The cell cycle is an ordered series of molecular events in a cell leading to division and production of two daughter cells. This process is fundamental to the development of all multicellular organisms, which begin from a single cell, the fertilized egg. Equally important for proper development though, is the slowing or stopping of the cell cycle at the right places and times as cells, tissues and organs mature. In fact, the majority of cells in multicellular organisms spend most of their existence in non-proliferating states, often referred to as cellular quiescence or the G₀ phase (Fig.1).

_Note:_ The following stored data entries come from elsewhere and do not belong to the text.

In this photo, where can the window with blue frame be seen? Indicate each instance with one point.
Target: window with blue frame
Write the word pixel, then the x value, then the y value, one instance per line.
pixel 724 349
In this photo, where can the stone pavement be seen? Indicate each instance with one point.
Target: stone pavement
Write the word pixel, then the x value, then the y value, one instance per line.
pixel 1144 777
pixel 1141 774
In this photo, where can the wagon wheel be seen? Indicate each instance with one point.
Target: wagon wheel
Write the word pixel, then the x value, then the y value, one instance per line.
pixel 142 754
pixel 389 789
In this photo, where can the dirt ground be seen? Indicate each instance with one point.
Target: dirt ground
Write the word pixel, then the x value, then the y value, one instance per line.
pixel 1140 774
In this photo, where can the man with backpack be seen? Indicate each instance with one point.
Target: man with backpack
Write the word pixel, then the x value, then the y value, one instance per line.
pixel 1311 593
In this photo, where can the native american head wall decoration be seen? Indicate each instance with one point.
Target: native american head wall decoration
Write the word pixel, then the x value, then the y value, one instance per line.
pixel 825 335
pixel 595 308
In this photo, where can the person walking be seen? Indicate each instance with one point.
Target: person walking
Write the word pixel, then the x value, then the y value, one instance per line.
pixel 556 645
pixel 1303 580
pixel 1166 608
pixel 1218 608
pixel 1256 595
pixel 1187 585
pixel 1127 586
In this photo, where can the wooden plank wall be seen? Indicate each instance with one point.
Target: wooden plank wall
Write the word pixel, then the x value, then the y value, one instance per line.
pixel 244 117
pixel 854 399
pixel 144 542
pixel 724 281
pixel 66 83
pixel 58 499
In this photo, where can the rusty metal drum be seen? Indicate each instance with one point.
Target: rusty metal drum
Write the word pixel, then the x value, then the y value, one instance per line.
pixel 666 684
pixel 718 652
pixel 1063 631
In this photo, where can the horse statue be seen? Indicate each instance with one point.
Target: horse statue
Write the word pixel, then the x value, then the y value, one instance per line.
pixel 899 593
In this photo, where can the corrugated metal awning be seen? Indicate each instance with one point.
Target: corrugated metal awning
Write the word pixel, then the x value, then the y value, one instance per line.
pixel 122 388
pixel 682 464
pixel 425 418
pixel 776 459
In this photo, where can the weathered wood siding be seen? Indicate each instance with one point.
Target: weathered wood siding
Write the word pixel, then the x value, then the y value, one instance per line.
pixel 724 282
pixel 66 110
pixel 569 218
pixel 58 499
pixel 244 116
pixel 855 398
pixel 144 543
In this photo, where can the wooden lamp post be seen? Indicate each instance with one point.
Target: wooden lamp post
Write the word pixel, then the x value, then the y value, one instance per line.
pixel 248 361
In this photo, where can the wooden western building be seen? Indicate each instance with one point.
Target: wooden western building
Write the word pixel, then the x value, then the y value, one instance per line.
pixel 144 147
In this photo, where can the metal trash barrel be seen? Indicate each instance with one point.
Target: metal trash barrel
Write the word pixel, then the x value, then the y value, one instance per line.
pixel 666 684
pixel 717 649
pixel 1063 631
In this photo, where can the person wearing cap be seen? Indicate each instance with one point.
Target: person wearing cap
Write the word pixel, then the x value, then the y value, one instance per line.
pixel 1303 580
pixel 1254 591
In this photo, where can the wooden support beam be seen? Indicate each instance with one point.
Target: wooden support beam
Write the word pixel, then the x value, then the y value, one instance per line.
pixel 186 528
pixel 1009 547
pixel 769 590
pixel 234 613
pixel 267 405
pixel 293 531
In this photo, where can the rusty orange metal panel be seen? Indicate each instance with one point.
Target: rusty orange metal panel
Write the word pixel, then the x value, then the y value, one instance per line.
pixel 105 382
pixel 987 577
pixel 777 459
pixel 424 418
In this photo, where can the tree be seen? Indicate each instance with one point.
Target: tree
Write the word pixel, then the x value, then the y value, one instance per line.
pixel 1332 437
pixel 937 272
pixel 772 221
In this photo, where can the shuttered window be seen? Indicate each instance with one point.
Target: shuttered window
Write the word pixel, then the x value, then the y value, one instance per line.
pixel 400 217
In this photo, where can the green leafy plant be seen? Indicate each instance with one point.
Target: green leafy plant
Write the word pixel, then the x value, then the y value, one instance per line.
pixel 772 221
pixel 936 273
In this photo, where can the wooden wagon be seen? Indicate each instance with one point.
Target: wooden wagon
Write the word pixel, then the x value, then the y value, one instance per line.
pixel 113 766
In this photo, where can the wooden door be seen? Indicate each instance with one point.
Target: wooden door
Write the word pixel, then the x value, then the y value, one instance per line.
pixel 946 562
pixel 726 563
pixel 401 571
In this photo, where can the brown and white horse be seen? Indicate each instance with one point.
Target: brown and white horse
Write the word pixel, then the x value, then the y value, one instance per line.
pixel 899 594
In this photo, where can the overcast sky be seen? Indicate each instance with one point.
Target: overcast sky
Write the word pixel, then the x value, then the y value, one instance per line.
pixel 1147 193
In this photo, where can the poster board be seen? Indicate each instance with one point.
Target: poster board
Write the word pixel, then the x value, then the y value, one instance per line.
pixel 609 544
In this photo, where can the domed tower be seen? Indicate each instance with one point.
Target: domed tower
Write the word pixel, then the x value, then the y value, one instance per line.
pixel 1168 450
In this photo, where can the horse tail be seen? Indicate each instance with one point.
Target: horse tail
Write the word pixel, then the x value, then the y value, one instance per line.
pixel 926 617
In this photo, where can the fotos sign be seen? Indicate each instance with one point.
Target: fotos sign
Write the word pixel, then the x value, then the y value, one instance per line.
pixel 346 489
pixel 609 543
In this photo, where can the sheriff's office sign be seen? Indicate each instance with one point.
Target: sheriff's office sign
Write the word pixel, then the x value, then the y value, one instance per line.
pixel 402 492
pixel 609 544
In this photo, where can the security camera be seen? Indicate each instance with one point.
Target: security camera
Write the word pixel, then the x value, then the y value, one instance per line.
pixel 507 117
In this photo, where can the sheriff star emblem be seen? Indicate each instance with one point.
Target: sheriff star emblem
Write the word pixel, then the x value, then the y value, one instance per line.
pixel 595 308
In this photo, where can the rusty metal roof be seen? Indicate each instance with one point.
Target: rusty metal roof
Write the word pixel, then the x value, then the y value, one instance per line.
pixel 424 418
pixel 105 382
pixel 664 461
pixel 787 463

In their non-dividing state, quiescent cells are metabolically active and carry out critical physiological functions in tissues and organs. Despite the importance of G₀, most studies of cell cycle regulation have focused on rapidly dividing cells. We thus understand very little about why or how cells choose to enter quiescence during development, and why some cells can choose to leave G₀ and later re-enter the cell cycle in response to developmental signals, tissue damage, or nutrient availability. We are now beginning to recognize that there are multiple states of quiescence. Some quiescent states are readily reversible, as in the cases of resting stem cells or nutrient starved cells, while others are permanent, such as the G₀ associated with the final stages of tissue development for example, in muscles and neurons. It is becoming clear that different quiescent states are controlled in distinct ways, both in the manner of cell cycle inhibition and in the pathways used to initiate exit.

The goal of our research is to understand how the cell cycle machinery is controlled during the decision to exit the cell cycle, and how quiescence (G₀) can be modulated to be more or less reversible in different contexts. To accomplish this we use the combination of a genetically tractable model organism, Drosophila melanogaster (fruit fly) for detailed in vivo genetic manipulations of cell cycle regulators during development and mammalian (mouse and human) cell lines to examine the evolutionary conservation of the pathways we discover and their potential relevance to cancer.

Our research impacts a wide range of biological questions, as the proper control of quiescence is critical in development and tissue regeneration, but becomes disrupted in aging and cancer.

Photo: Differentiated post-mitotic cells in the fly eye (left) and wing (right) can be induced to re-enter the cell cycle and undergo mitoses (red) by the expression of a few defined cell cycle factors (expressing cells labeled with GFP).